Ordinarily, the plum is steeped in korui shochu (a shochu that has been distilled multiple times), but Toko Ginjo Umeshu uses shochu made from sake lees of Japanese junmai ginjo sake (where junmai is the term used to describe sake made without distilled alcohol, and ginjo is sake rice that has been polished away 40 percent, with 60 percent of each grain remaining). This modern taste, which brings together the refreshing flavor of early plums with a gorgeous ginjo fragrance, brings to mind pears, apples and the soft sweetness of rice malt. With just one sip you can taste the rich history along with the sense of a new era of alcohol.

2. Shiraume no Niwa (Fukuoka)

2. Shiraume no Niwa (Fukuoka)

The city of Itoshima in Fukuoka Prefecture is known for producing Yamada Nishiki rice, the finest rice for brewing sake. Standing in the midst of fields growing this extraordinary rice, the 160-year old Shiraito Shuzo sake brewery carries on traditional sake brewing techniques that have been handed down through generations.

The most important method is haneki-shibori, in which brewers separate out the sake lees by hand using a massive tree trunk called a haneki. Wringing sake using machines leaves it with a bitter taste because the machine completely squeezes out the moromi (pre-filtered sake). However, haneki-shibori doesn’t completely squeeze the moromi, so it enables the sake to have a smooth, pure taste.

Shiraume no Niwa is a quality plum wine made from high-quality daiginjo sake (a type of sake that contains rice, koji rice/starter and distilled alcohol) that has aged for 10 years and locally grown Nanko-ume plums that soak in the wine.
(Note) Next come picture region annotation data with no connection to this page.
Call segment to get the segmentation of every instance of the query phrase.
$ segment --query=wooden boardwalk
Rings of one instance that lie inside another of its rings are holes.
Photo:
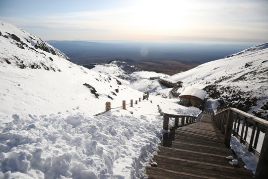
[[[241,159],[223,143],[223,136],[214,128],[211,116],[203,114],[201,122],[173,128],[161,139],[153,162],[146,167],[148,179],[253,179]],[[226,157],[238,160],[233,166]]]

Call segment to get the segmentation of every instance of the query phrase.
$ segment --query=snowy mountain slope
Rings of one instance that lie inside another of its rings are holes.
[[[130,88],[149,93],[166,88],[159,84],[157,80],[149,80],[150,77],[169,76],[154,72],[141,71],[137,67],[131,67],[127,63],[119,61],[113,61],[107,64],[96,65],[91,70],[110,77],[116,77],[125,80],[129,83]]]
[[[122,79],[130,78],[129,74],[133,72],[141,71],[136,67],[118,60],[113,60],[107,64],[96,64],[91,69],[110,77],[119,77]]]
[[[268,119],[267,59],[268,43],[266,43],[203,64],[169,79],[182,81],[185,88],[181,91],[188,88],[206,90],[210,102],[207,107],[218,110],[236,107]]]
[[[61,71],[54,63],[53,57],[70,60],[57,49],[22,29],[2,21],[0,21],[0,44],[2,48],[0,53],[1,56],[4,57],[1,59],[2,63],[12,64],[21,69]],[[23,55],[18,56],[17,53]]]
[[[157,105],[200,112],[152,95],[123,110],[143,95],[128,82],[75,65],[11,24],[1,21],[0,32],[0,178],[141,178],[163,132]],[[94,116],[107,101],[112,109]]]

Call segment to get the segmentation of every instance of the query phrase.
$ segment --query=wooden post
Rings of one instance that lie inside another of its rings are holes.
[[[255,179],[268,179],[268,127],[266,127],[266,133],[259,158]]]
[[[105,112],[108,112],[111,110],[111,102],[106,102],[105,103]]]
[[[221,124],[221,128],[220,129],[220,133],[222,134],[224,134],[225,132],[225,129],[226,128],[226,121],[229,117],[229,110],[228,111],[225,110],[224,112],[224,115],[223,118],[222,119],[222,123]]]
[[[185,119],[185,117],[182,117],[182,124],[184,125],[184,120]]]
[[[164,114],[164,121],[163,123],[163,128],[165,130],[168,130],[168,121],[169,118],[168,114]]]
[[[225,135],[224,137],[224,144],[227,146],[230,146],[230,141],[231,141],[231,136],[233,130],[233,125],[234,123],[234,115],[231,112],[230,108],[228,110],[228,115],[227,117],[226,126],[225,127]]]
[[[251,133],[251,138],[250,138],[250,145],[249,146],[249,152],[251,152],[252,150],[252,145],[253,144],[253,140],[254,139],[254,135],[255,135],[255,131],[256,130],[257,122],[254,121],[253,128],[252,128],[252,132]]]
[[[123,100],[123,109],[126,109],[126,100]]]
[[[189,116],[186,117],[186,123],[187,124],[189,123]]]
[[[175,117],[175,120],[174,121],[174,125],[175,126],[178,126],[179,125],[179,117],[178,116]]]

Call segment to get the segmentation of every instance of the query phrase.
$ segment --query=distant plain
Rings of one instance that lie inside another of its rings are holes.
[[[126,62],[143,71],[172,75],[255,44],[211,45],[127,41],[48,41],[78,65]]]

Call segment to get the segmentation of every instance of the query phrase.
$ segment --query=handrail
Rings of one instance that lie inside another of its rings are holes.
[[[161,112],[161,110],[159,111]],[[201,114],[201,113],[197,116],[192,116],[163,113],[163,128],[165,130],[168,130],[169,118],[175,118],[174,125],[178,126],[179,126],[179,118],[181,118],[181,124],[184,125],[185,123],[190,124],[194,122],[197,119],[199,118]]]
[[[210,112],[214,115],[214,124],[225,135],[224,143],[230,145],[232,134],[240,143],[244,144],[249,152],[259,158],[256,179],[268,179],[268,121],[234,108],[228,108],[215,114],[213,109],[205,108],[204,112]],[[241,122],[243,121],[242,127]],[[247,141],[249,127],[253,126],[249,143]],[[241,127],[240,130],[240,127]],[[264,131],[265,138],[260,153],[256,149],[261,131]]]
This Japanese plum liqueur is sought after for its pleasant blend of acidity, which mingles with complexity on the tongue, offering a mellow fragrance that delights the nose and a delicate, subtle aftertaste.

1. Nakata Umeshu Taru (Wakayama)

1. Nakata Umeshu Taru (Wakayama)

This is a top-class plum liqueur brewed with nankobai, which is the highest grade of plums from Wakayama Prefecture, a region that specializes in plums. Because nankobai ripen on the tree, they're not suitable for transporting, and are used to make plum liqueur in a way that only the city of Tanabe can.
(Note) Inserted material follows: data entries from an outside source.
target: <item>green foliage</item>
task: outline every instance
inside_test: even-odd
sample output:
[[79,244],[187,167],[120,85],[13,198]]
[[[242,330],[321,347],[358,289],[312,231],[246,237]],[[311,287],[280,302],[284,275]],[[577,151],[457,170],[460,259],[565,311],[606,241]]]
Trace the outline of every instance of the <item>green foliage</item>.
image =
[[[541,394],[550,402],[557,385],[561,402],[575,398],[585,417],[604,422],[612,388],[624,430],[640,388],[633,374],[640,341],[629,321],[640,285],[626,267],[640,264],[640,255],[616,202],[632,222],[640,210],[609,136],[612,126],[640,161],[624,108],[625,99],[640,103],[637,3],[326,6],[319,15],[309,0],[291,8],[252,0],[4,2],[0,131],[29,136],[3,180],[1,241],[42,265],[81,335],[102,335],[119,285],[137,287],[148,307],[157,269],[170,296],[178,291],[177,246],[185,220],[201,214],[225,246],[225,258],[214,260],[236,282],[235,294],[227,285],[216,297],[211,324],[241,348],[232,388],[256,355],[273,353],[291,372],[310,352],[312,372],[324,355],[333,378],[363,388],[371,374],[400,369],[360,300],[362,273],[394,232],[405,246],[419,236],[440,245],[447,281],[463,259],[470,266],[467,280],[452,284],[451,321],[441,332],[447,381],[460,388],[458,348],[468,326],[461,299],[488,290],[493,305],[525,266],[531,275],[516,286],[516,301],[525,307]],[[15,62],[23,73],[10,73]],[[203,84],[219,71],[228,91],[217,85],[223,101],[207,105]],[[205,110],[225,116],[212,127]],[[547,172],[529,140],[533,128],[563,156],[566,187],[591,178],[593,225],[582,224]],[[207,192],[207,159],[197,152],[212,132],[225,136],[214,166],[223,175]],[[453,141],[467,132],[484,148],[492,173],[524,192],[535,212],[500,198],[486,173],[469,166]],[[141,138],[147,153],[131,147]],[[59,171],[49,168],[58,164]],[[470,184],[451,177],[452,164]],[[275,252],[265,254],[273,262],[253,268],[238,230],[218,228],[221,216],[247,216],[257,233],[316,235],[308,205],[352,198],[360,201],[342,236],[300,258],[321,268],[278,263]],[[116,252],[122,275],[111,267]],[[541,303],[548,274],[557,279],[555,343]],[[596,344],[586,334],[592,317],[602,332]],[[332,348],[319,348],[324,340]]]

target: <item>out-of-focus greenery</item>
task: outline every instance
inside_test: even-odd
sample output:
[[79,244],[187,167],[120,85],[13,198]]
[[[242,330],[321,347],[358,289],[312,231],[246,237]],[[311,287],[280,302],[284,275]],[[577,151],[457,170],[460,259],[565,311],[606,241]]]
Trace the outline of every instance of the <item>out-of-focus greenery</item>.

Nakatafoods Co., Ltd., which makes Nakata Umeshu Taru, is a veteran producer with 118 years in the business. The techniques and original production methods cultivated over a century and passed down over generations have resulted in the superb taste of Nakata Umeshu Taru, which has been aged in oak barrels used for wines and spirits, giving the wine a fruity plum aroma.